Imatinib, which is marketed as its mesylate salt under the brandname GLIVEC or GLEEVEC, is known to inhibit wild type KIT and certain KIT mutations e.g. those in exons commonly found in gastrointestinal stromal tumors (GIST). However, it is also inactive or significantly less active against certain other mutant forms of KIT, for example the D816V mutation commonly found in systemic mastocytosis. The present invention is based upon research that correlates the treatment of a disease characterized by a mutant form of KIT with an appropriate alternative pharmaceutical therapy based on the alternative's ability to inhibit the mutant KIT.

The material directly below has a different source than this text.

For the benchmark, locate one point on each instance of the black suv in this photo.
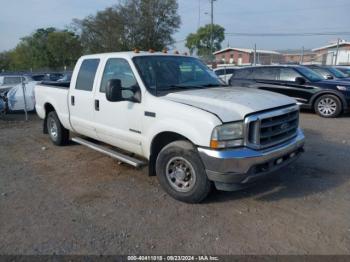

Thus, the present invention relates to a method of treating a KIT dependent disease in a patient, which comprises
- (a) identifying the mutant form of KIT associated with the KIT dependent disease; and
- (b) administering to the patient an effective mutant KIT-inhibiting amount of an inhibitor selected from the group consisting of midostaurin, vatalanib and compound A.
KIT dependent diseases are generally proliferative diseases that are characterized by excessive KIT kinase activity due to an activating mutation in KIT. Such activating mutations are known in the art and are identified by techniques known in the art.
KIT dependent diseases include diseases characterized by the following known KIT mutations: D816F, D816H, D816N, D816Y, D816V, K642E, Y823D, Del 550-558, Del 557-561, N822K, V654A, N822H, Del 550-558+V654A, Del 557-561+V654A, Ins503AY, V560G, 558NP, Del 557-558, Del W559-560, F522C, Del 579, R634W, K642E, T801I, C809G, D820Y, N822K, N822H, Y823D, Y823C and T670I.
In an important embodiment of the present invention, the KIT dependent disease is resistant to treatment with imatinib. A KIT dependent disease that is resistant to imatinib is generally a KIT dependent disease as described above wherein imatinib, administered at a dose of 400-1000 mg/day, does not provide sufficient inhibition of the mutant KIT to effect a significant therapeutic benefit. Generally, mutant KIT that is resistant to imatinib has an in vitro IC50 of the mutant KIT greater than about 3 micromolar. Imatinib resistant KIT mutations include D816F, D816H, D816N, D816Y, D816V, T670I and mutant forms that include V654A.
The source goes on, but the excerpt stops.